Even today, advertisers, marketers, and businessmen rely a lot on their email lists. Time and again, research has shown that email is one of the most valuable assets to any kind of business, providing a great return on investment. The biggest reason you should set up an email list today is that it works! That is because, in an era where the big sharks and unicorns can destroy businesses in one fell swoop, you should turn to things that you can control.
But the challenge is, you don't just want a huge list; but also an engaged one. Engagement is an equally important metric in play here. Otherwise, what's the point? People may build a 6 digit email list which might turn out worthless even after all that time and money.
When people sign up to a list, it is a powerful signal of their potential to develop an intent to buy, and that is why you create a customer journey through your emails. But then, that's a totally different article in itself.
You might have heard that a smaller yet engaged list is far better than a huge list that isn't committed. How about we find the best of both worlds? We, at Mailmodo, have curated a list of the top strategies that are being used in the industry and even in-house, so you can build a huge list that is very committed.
Let's dive into the greatest list-building strategies that experts use to increase their subscribers.
1. Share quality content on your blog regularly
People focus so much on increasing the subscriber count that they forget about the most crucial part, which is adding value to the visitors. Even if they do, they keep beating around the bush a bit too much instead of being straight up informative. Making it interesting and readable is important to you while making it informative and educational is important to your visitors(and eventually to you too, see the point?).
2. Add an exit-intent popup to the blog
Catch viewers on their way out! On average, about 70% of the visitors who land on your page will bounce off an never come back. This one simple but often ignored step can cut down the bounce rate by at least 5%, which doesn't sound like much but it is. We call it baby steps! You detect when users are about to leave and prompt them with a compelling opt-in form.

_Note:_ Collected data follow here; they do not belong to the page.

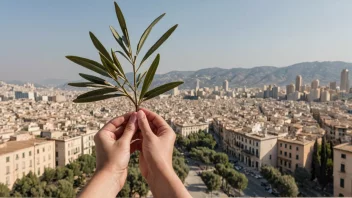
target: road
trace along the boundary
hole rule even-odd
[[[204,182],[197,175],[197,172],[200,171],[199,167],[194,165],[192,162],[190,162],[188,165],[189,165],[189,173],[184,183],[188,192],[194,198],[211,197],[210,193],[206,193],[207,187],[205,186]],[[214,191],[212,197],[228,197],[228,196],[223,192]]]

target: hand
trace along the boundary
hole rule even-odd
[[[175,132],[159,115],[141,109],[137,113],[142,132],[139,168],[155,197],[191,197],[172,167]]]
[[[96,174],[104,172],[114,178],[118,191],[126,181],[130,155],[140,143],[136,141],[131,144],[131,141],[136,139],[136,130],[137,113],[127,113],[110,120],[94,137],[97,156]]]

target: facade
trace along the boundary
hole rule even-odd
[[[320,100],[320,89],[311,89],[308,95],[308,101],[318,101]]]
[[[300,88],[302,86],[302,76],[298,75],[296,77],[296,91],[301,91]]]
[[[310,171],[314,142],[314,139],[305,139],[305,137],[279,138],[277,141],[277,167],[290,174],[294,173],[298,167]]]
[[[294,84],[286,85],[286,95],[291,94],[293,92],[295,92],[295,85]]]
[[[319,80],[318,80],[318,79],[313,80],[310,87],[311,87],[311,89],[318,89],[318,87],[319,87]]]
[[[89,131],[83,135],[82,137],[82,154],[92,154],[92,147],[95,146],[94,136],[98,131]]]
[[[222,84],[222,88],[225,91],[228,91],[229,90],[229,81],[225,80],[224,83]]]
[[[273,87],[273,98],[277,99],[279,97],[280,87]]]
[[[178,87],[175,87],[172,89],[172,95],[173,96],[177,96],[179,94],[179,90],[178,90]]]
[[[352,197],[352,144],[334,147],[334,197]]]
[[[82,154],[80,135],[62,136],[55,140],[55,164],[65,166]]]
[[[340,79],[340,90],[348,92],[349,91],[349,78],[348,78],[348,69],[343,69],[341,71],[341,79]]]
[[[16,179],[30,171],[41,176],[45,168],[55,168],[55,142],[39,139],[0,144],[0,183],[10,189]]]
[[[195,90],[196,90],[196,93],[197,93],[197,91],[199,90],[199,79],[196,79],[196,82],[195,82]]]
[[[208,133],[209,131],[208,123],[197,123],[197,124],[173,123],[171,126],[176,133],[180,133],[182,136],[188,136],[191,133],[198,133],[199,130],[205,131],[206,133]]]
[[[328,102],[328,101],[330,101],[330,92],[327,90],[324,90],[321,92],[320,102]]]
[[[329,85],[331,90],[336,90],[336,82],[330,82]]]

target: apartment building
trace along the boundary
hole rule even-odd
[[[293,173],[297,167],[310,171],[315,138],[296,136],[277,141],[277,167],[285,173]]]
[[[55,168],[55,142],[29,139],[0,144],[0,183],[12,188],[16,179],[30,171],[41,176],[45,168]]]
[[[55,164],[65,166],[82,154],[82,138],[79,134],[61,136],[55,140]]]
[[[243,128],[225,127],[222,131],[223,149],[247,166],[276,166],[277,136],[267,133],[248,133]]]
[[[352,144],[334,147],[334,197],[352,197]]]
[[[95,146],[94,135],[98,131],[88,131],[81,135],[82,137],[82,154],[92,154],[92,147]]]
[[[176,133],[180,133],[182,136],[188,136],[191,133],[198,133],[199,130],[208,132],[209,124],[208,123],[195,123],[195,124],[180,124],[173,123],[172,128]]]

3. Include an opt-in at the end of articles
Any reader that has managed to reach your opt-in at the bottom of the article has already primed, so you'll be missing out if you don't make this a ritual. Your headline, which is referred to as a hook, grabbed their attention. And even your quality content has appealed to them by then as light does to the moths, else why would they still be there? Unless of course, they're content writers, scrolling for content ideas on the world wide web.

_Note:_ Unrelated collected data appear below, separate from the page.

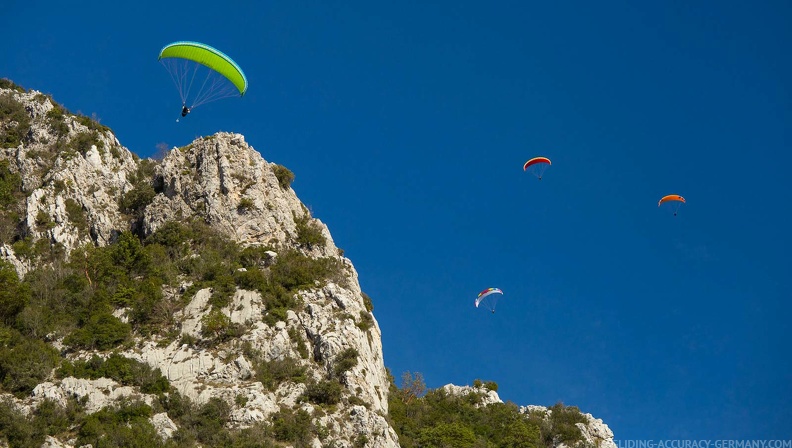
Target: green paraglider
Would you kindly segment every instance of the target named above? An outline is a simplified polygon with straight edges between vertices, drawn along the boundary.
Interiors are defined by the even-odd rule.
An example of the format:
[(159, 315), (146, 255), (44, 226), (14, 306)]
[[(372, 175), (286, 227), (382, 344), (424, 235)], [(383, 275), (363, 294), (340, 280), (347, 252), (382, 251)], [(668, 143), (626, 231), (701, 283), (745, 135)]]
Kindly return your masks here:
[[(247, 78), (239, 65), (209, 45), (174, 42), (160, 51), (159, 61), (179, 90), (182, 117), (202, 104), (232, 96), (241, 97), (247, 92)], [(198, 84), (200, 87), (193, 94), (193, 87)]]

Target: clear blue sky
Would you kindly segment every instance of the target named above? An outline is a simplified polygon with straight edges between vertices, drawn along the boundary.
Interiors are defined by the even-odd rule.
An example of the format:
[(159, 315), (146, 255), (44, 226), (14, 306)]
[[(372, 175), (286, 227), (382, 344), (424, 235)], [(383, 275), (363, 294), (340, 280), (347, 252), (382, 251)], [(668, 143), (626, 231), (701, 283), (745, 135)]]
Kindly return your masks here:
[[(4, 2), (0, 76), (143, 157), (233, 131), (294, 171), (397, 377), (622, 440), (792, 439), (789, 2), (117, 3)], [(247, 95), (176, 123), (176, 40)]]

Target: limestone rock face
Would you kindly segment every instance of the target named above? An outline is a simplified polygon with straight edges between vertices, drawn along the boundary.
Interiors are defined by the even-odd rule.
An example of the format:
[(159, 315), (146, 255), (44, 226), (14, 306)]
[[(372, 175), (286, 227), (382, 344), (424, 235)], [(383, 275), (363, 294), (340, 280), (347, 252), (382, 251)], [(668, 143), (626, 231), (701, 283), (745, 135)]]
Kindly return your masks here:
[(200, 215), (214, 228), (242, 244), (293, 244), (296, 219), (319, 226), (327, 244), (317, 256), (335, 256), (327, 227), (311, 218), (290, 187), (281, 187), (274, 163), (245, 142), (244, 136), (220, 132), (174, 148), (157, 170), (162, 194), (146, 208), (144, 229), (155, 231), (167, 221)]
[[(118, 207), (132, 188), (136, 157), (112, 132), (87, 117), (63, 113), (41, 92), (0, 89), (24, 105), (30, 129), (16, 147), (0, 147), (0, 160), (21, 177), (26, 200), (19, 210), (21, 224), (32, 241), (49, 241), (69, 253), (83, 244), (108, 244), (129, 227)], [(6, 242), (0, 258), (10, 260), (20, 274), (30, 263), (15, 256)], [(16, 260), (16, 261), (15, 261)]]
[(152, 396), (139, 393), (134, 387), (122, 386), (109, 378), (87, 380), (67, 377), (57, 384), (45, 382), (33, 389), (32, 396), (34, 401), (49, 399), (61, 406), (66, 405), (68, 397), (87, 397), (85, 410), (89, 413), (127, 397), (139, 398), (149, 405), (155, 400)]
[(477, 406), (487, 406), (493, 403), (503, 403), (494, 390), (489, 390), (485, 387), (472, 387), (472, 386), (456, 386), (453, 384), (446, 384), (443, 390), (449, 395), (465, 396), (469, 393), (478, 394), (481, 397), (481, 402)]

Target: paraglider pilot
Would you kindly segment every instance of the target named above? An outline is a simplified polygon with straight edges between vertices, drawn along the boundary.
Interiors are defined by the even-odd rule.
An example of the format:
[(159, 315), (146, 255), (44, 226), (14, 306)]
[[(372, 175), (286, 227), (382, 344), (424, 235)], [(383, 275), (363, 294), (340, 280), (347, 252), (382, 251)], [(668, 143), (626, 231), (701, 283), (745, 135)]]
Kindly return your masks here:
[(182, 117), (186, 117), (190, 113), (190, 108), (186, 105), (182, 106)]

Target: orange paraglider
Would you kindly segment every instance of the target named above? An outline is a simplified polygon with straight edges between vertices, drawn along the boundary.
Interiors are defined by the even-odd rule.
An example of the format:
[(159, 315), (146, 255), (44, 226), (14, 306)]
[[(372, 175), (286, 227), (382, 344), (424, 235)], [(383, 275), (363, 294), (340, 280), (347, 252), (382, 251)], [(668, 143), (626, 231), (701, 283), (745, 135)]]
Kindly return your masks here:
[(679, 207), (685, 203), (685, 198), (683, 198), (678, 194), (669, 194), (660, 198), (660, 202), (657, 203), (657, 206), (660, 207), (661, 205), (667, 202), (672, 204), (672, 208), (674, 210), (674, 216), (676, 216), (677, 212), (679, 211)]
[(547, 157), (534, 157), (533, 159), (525, 162), (523, 165), (523, 171), (528, 171), (530, 168), (531, 174), (538, 177), (539, 180), (542, 180), (542, 175), (544, 174), (545, 170), (552, 165), (553, 163), (550, 162), (550, 159)]

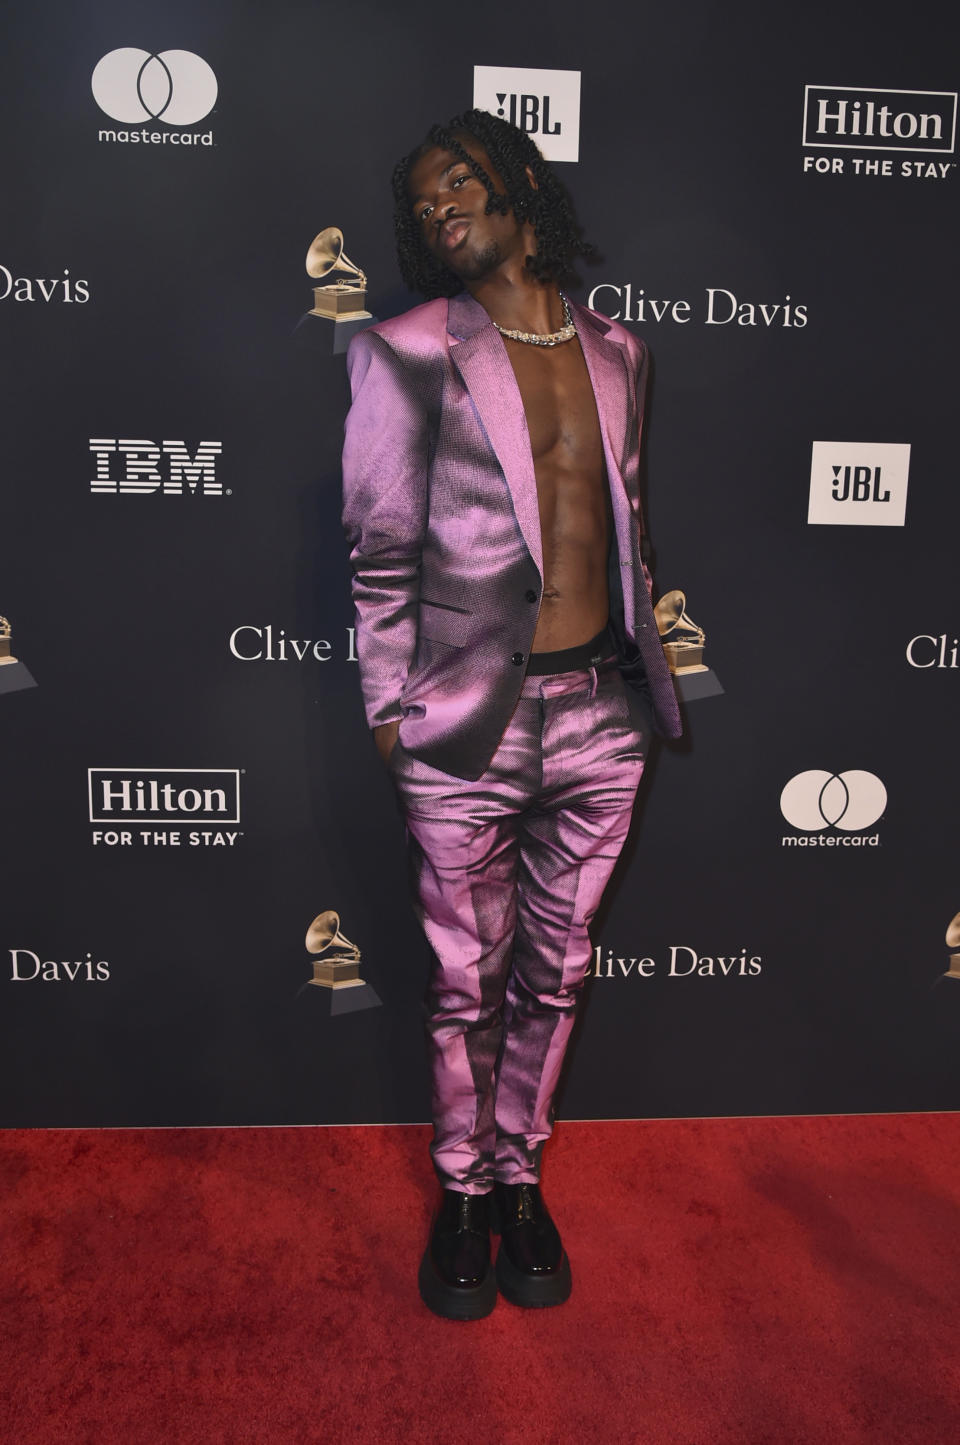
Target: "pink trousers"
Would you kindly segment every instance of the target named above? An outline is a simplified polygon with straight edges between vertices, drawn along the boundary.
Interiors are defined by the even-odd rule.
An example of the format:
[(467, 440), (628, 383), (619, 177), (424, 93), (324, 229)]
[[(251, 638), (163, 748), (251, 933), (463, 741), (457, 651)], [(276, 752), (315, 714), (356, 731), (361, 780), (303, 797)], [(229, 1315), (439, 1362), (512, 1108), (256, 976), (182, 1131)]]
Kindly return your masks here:
[(536, 1183), (646, 738), (612, 663), (528, 677), (487, 772), (452, 777), (397, 743), (427, 993), (434, 1166), (445, 1188)]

Those who have made it to the bottom of your content are bound to be focused. They're engaged and looking for further direction. Here, you direct them right to your email list.

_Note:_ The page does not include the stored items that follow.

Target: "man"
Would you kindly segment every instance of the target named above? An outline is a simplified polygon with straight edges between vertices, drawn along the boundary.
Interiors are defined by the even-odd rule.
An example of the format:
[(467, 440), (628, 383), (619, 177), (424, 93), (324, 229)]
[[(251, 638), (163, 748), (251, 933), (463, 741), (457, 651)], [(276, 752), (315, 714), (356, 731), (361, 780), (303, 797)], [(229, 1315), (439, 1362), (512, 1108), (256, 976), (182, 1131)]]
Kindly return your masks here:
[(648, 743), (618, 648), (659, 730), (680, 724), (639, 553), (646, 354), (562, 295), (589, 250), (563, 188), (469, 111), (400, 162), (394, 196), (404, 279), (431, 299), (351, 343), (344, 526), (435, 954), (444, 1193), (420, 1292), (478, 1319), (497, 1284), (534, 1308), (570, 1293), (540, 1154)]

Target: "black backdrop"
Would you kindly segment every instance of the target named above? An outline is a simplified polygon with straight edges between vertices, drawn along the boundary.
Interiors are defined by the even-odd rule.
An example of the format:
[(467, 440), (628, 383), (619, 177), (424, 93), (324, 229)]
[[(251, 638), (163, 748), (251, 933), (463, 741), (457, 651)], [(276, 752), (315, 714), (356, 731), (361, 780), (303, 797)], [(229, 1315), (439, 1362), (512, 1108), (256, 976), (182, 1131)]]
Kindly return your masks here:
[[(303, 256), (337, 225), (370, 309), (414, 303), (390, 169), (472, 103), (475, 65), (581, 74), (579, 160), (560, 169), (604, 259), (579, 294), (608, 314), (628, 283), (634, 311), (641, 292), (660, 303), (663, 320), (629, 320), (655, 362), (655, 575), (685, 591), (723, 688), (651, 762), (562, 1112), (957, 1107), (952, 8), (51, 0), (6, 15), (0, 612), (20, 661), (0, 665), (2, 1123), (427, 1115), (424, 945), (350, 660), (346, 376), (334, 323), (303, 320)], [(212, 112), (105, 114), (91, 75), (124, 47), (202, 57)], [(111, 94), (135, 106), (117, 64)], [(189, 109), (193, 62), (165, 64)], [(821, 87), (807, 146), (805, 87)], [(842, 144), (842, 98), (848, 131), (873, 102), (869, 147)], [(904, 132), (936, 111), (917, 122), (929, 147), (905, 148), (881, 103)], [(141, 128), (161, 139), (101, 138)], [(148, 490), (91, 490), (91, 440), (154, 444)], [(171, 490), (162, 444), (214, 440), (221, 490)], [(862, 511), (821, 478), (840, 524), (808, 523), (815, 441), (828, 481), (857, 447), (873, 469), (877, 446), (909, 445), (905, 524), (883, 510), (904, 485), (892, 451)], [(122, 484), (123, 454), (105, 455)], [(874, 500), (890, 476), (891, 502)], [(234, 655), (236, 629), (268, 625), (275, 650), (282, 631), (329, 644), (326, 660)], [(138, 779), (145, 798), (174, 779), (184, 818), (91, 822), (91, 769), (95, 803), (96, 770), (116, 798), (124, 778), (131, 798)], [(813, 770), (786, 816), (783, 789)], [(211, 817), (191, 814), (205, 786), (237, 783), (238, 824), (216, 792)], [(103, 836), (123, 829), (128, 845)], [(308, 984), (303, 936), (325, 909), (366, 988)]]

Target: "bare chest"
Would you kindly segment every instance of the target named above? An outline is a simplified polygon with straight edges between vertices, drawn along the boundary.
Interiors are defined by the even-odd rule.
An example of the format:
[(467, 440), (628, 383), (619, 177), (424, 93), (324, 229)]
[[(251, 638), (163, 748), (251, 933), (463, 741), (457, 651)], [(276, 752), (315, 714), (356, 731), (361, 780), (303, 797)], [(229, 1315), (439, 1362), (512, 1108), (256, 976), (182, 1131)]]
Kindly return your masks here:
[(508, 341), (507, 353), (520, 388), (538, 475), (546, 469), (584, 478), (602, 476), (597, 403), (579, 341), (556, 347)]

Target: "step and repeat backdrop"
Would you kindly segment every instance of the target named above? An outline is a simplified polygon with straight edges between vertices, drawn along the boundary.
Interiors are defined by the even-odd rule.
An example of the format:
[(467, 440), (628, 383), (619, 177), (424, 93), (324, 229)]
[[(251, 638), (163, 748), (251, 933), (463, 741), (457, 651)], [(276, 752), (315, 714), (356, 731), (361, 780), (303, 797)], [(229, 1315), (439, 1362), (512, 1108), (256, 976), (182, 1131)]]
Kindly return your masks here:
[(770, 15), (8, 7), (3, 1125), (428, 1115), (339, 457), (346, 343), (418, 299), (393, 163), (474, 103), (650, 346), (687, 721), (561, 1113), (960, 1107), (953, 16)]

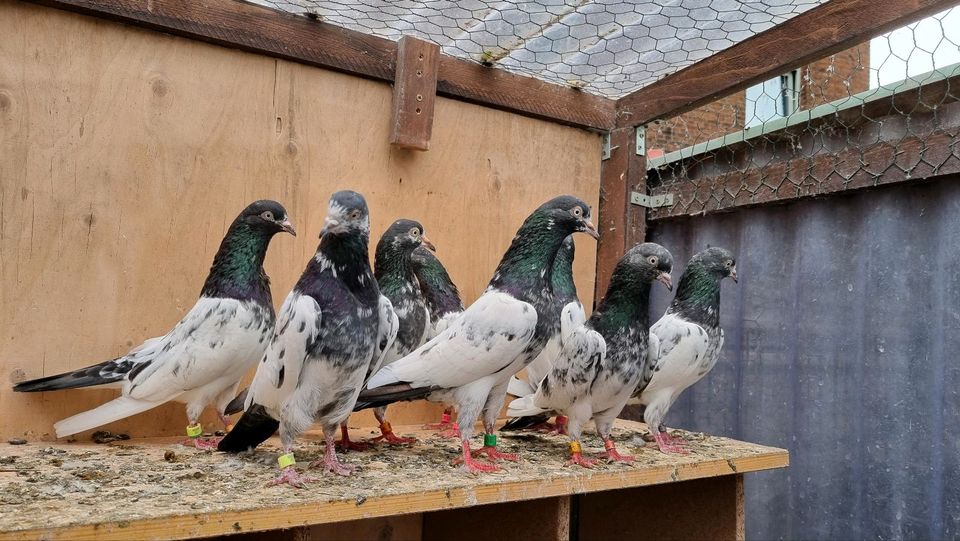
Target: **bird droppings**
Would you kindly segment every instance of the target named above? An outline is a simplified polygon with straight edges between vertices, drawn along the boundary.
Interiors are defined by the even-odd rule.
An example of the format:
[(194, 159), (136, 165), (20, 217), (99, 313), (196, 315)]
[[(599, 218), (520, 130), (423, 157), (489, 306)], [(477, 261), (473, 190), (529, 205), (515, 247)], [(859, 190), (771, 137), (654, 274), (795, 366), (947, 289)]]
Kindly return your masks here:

4. Use lead magnets, but make them relevant
They have a variety of names. Some call them ethical bribes, while others choose to call them giveaways. Regardless of what we call it, they should be compelling enough and placed at the right spot for the reader to want to sign up. The most important part to note is- promise only what you can deliver. Otherwise, you will end up with less engagement and blame it on the list for having poor quality.
Be it an eBook, a pdf checklist, infographics, a video or an email series or newsletter, your CTA(Call-to-action) is a major player in getting their attention. We recommend spending 40% of the time on the lead magnet and 60% on the CTA buttons. Make sure they have good contrast with the background to make them stand out.
5. Don't hesitate to use gated content
If you're delivering nothing but pure value to the customers, you won't hesitate in locking the best of your content midway. You can blur or fade the rest and place a CTA on top asking the viewer to Sign Up to view the rest. For convenience, you can offer to sign up via some popular channels like Facebook and Gmail. If you get the placement right, you're sure to see a good number of sign-ups here.
6. Use a double opt-in
A two-step opt-in or a confirmed opt-in filters viewers who are not so committed and have a lower intent. The logic here being, if they're going so far as to authenticate the opt-in, you're sure to see much higher open and click-through rates. What more? You're even complying more with the email laws, ticking two boxes at the same time off your list. Now, they do need to go through an extra step, but it's best for both sides in the long run. Imagine being unsubscribed or being marked as spam(if they're not able to find an unsubscribe button easily) by a huge chunk of your list.
7. Make it a smart squeeze page
A squeeze page is a landing page designed specifically with the sole aim to make the viewers enter their email address at one point or the other during their stay on the page. Be sure not to make it intrusive or distracting at all; else it will reduce the perceived quality of your content.
Try having different types of opt-in forms and CTA buttons. No two opt-in forms should look similar or make the viewers feel like they're being lured in. Else they will run away instantly thinking you're just desperate to trap them. The best places to include sign-up forms are header, footer, sidebar, about page, contact page, and a sticky top bar.
8. Create a compelling offer
Offer a bonus to you reader: coupon codes and discounts go a long way. Make them feel special; don't be afraid to let them have a few options to maximise the chances. You can even include a few social proofs right below to induce a bit of FOMO.
There can be a ton of ways, but not all are equally effective. These are our handpicked favourites, and we recommend to implement them all if feasible. Combined, these simple strategies will reap you benefits greater than the sum of their parts. Multi-million dollar businesses have been built just on the strength of email lists. For the top players, 90% of the income comes from these lists. Even in 2020, their email list is still their #1 business priority- and asset.